The next morning in the OR the tissues looked even worse than they did when I examined her before. The tissues were black and brown, breaking down into almost a liquid type of skin. Beneath the dead skin, once it was removed, were pockets of pus and infection. I spent a while debriding the dead tissue, using scissors to cut away tissue that was dead, trying to get down to healthy bleeding tissue without entering the bowel or bladder or any major blood vessels. Every surface of the vagina was involved, a testimony to how long that baby’s head had put pressure on those sensitive tissues.
After finally getting to relatively healthy tissue I scrubbed the tissues with a dilute solution of iodine and sterile water, trying to remove any of the dead material that remained. And last of all I soaked a large surgical sponge, about the size of dish towel but much more porous, in that iodine solution, squeezed out most of the liquid, and packed it into the vagina so that it was in contact with all of the surfaces of the vagina. The plan was for it to slowly dry out and stick to the remaining dead tissue at the surface of the vagina. When I pulled it out in 2 days it should remove more dead tissue along with it.
Two days later she was back in the OR. I removed the packing and inspected her vagina. It still didn’t look great but compared to the first trip to the OR it was a remarkable improvement. There were still a few infected areas that needed debriding, still a few hidden pockets of pus but there was definite improvement. That was a huge encouragement since I was pretty much just making up the treatment plan as I went. There are some basic principles of treating infection that are the same no matter what the body part.

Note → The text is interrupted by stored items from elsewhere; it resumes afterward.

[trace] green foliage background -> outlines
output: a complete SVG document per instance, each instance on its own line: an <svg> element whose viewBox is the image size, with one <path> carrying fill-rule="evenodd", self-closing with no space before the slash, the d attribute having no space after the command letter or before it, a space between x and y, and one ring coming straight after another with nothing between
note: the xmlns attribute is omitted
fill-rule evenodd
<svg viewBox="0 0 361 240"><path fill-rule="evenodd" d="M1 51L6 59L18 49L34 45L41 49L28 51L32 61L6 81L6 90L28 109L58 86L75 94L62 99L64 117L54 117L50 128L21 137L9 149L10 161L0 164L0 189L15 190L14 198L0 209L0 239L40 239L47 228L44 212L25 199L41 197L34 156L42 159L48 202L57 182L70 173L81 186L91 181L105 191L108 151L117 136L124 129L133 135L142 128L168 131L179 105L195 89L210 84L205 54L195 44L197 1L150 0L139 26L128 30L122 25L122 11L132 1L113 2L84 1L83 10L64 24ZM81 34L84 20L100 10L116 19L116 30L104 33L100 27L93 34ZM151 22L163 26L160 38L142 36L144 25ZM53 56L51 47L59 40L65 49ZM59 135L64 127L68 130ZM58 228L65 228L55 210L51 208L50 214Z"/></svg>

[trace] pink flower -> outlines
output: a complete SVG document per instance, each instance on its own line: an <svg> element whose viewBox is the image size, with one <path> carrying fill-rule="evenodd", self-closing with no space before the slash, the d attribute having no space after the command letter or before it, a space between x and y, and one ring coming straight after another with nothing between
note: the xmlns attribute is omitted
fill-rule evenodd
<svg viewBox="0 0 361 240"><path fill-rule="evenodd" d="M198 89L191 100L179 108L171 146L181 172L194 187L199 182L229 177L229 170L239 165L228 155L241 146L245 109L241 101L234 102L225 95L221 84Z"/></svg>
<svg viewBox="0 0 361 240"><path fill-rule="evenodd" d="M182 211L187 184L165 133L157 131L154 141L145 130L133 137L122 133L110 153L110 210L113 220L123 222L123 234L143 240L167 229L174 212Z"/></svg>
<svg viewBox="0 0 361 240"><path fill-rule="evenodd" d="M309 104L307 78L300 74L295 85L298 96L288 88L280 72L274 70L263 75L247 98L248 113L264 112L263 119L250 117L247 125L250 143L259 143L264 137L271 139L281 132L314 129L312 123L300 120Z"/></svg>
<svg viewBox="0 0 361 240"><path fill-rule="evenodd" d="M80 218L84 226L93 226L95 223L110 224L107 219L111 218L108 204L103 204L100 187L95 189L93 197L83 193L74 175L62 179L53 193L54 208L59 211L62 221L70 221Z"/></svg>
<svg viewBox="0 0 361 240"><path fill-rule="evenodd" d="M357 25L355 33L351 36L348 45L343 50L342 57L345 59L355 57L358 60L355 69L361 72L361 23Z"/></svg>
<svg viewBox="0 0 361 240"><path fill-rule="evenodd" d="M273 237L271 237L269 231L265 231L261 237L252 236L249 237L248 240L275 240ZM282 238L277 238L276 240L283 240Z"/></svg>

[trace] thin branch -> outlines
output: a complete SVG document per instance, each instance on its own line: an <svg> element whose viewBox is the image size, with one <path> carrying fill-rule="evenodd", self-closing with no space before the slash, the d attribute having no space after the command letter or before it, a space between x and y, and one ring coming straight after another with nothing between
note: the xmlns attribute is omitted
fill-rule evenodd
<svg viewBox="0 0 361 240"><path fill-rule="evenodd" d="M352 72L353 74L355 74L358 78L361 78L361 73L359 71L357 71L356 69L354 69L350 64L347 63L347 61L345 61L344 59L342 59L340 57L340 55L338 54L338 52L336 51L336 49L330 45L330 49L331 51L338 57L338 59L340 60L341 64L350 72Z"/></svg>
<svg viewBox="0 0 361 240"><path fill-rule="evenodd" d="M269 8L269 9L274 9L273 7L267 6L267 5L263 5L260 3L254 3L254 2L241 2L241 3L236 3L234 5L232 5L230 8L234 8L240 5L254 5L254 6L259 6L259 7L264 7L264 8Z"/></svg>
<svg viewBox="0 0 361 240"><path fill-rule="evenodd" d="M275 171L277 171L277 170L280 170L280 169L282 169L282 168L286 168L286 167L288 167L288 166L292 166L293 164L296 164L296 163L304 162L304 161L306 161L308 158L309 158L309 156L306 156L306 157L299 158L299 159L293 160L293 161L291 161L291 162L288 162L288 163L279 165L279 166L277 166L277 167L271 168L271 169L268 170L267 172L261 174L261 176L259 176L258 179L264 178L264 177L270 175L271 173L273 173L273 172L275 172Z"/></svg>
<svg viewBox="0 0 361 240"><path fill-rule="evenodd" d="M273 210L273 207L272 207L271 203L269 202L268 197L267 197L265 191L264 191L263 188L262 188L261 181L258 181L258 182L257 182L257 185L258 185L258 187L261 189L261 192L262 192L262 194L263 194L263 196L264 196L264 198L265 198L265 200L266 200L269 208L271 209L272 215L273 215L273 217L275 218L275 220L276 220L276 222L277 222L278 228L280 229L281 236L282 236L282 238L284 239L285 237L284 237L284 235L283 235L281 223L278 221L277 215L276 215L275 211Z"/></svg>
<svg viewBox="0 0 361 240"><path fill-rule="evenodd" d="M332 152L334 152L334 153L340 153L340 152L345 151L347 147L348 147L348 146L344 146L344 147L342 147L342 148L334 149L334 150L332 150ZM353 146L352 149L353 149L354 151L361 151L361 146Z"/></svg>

On her third trip to the OR she continued to show improvement in the tissues. Most of the dead tissue has been removed and now it’s just a matter of giving the healthy new tissue time to grow in. She’ll need to form a whole new layer of epithelium as she heals, the layer of skin inside the vagina that was destroyed by her traumatic birth. I’ll need to keep the packing in the vagina so that the raw tissue areas don’t attach to each other and effectively close the vagina. I suspect that’s what happened to the woman I mentioned a few weeks ago who came in with a vagina that only admitted a small finger and who had a fistula between her urethra and her bladder.
So I’m pretty thrilled that she’s doing as well as she is. I expect she’ll be staying in the hospital for a few more weeks, probably until after I leave, so I won’t get to see her healing through all the way to the end but I think she’s on the right path and that’s tremendously satisfying. I just hope she waits a while before she even considers another baby (I’m going to push for a birth control implant) and I’ll tell her that she really needs to be in the hospital for the birth of her next child. This is one woman I wouldn’t hesitate to take to the OR for a C-section.
I know it’s hard to read about, much less hard to see but I mention her because I think she demonstrates some of the challenges of taking care of women in parts of the world like this. I can’t imagine something like this happening back home and even if, by chance, it did I can’t imagine ever seeing patients like this back home with the regularity that I see them here. The things we take for granted are luxuries that most people here never have the opportunity to experience.